Did you check the drive shaft, yoke, and U-joints to make sure they are tightly secured, at both ends of both units? Any thing bent? Is there sufficient fluid in the carrier, and trans? Just reading your post my first thought was an out of balance drive shaft(s). Is your shifter loose maybe? 

Spinning the wheel and a click, does it sound like a bearing click? When you were T-boned your wheels took a lot of abuse as the car was sent sideways putting stress on the king pins, and knuckles etc.

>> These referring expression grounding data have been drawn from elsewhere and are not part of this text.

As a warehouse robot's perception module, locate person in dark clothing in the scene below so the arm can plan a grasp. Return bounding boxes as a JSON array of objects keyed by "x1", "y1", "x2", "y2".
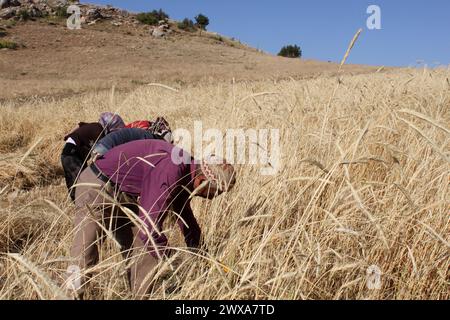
[
  {"x1": 61, "y1": 112, "x2": 125, "y2": 200},
  {"x1": 92, "y1": 128, "x2": 170, "y2": 157},
  {"x1": 65, "y1": 140, "x2": 236, "y2": 298}
]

Your car took a heck of a jolt in the accident, it could be now the sensations are now magnified as things may be out of alignment? Your best bet IMO is to take it to a place that specializes in drive line work.


----------



## Rukee (Feb 8, 2007)

Besides the U-joints, bad tranny mount or midshaft bearing?


----------



## PAULCAPASSO (Dec 25, 2007)

It feels more drive shaft. joints are good, and it's not a barring click, and it's intermittant. sometimes it doesent do it at all. I'm thinking something in the brakes. I'm willing to try a one piece shaft if anyone knows something decent..


----------



## 6QTS11OZ (Mar 27, 2005)

Check to see if you lost a driveshaft weight. Maybe one of your rubber donuts on the driveshaft is failing. What I had recently experienced was a vibration at 80 mph. After inspecting the driveshaft and seeing no problems I disconnected the rubber donut between the trans output shaft and driveshaft and rotated it 120 degrees and the vibration virtually went away. I didn't mark the rubber dampener/isolator in relationship to the driveshaft like I should have before I removed my driveshaft and trans a few months ago. Try those things first. If that doesn't work you'll probably have to have the driveshaft checked.


----------



## PAULCAPASSO (Dec 25, 2007)

ok i'll try that. My hurst shifter is like a baby rattle on hard accel at that speed and feels like a sex toy on the shifter and only goes away on decel. I'll try but I dunno.. maybe i'll have the wife sit on it.. LOL


----------



## Rukee (Feb 8, 2007)

I want video of her shifting your gears. :cheers


----------



## haines694 (10 mo ago)

I have a 05 gto and replaced the front doughnut and carrier bearing now it vibrates front 25 to 38 and goes away marked everything could yhe new doughnut be off?


----------



## haines694 (10 mo ago)

Hi all, Ihave a 05 gto replaced the front rubber and the carrier bearing marked everything but get a vibration between 25 to 40 and it goes away its worse under heavy acceleration. Any help would be awesome thanks Garry.


----------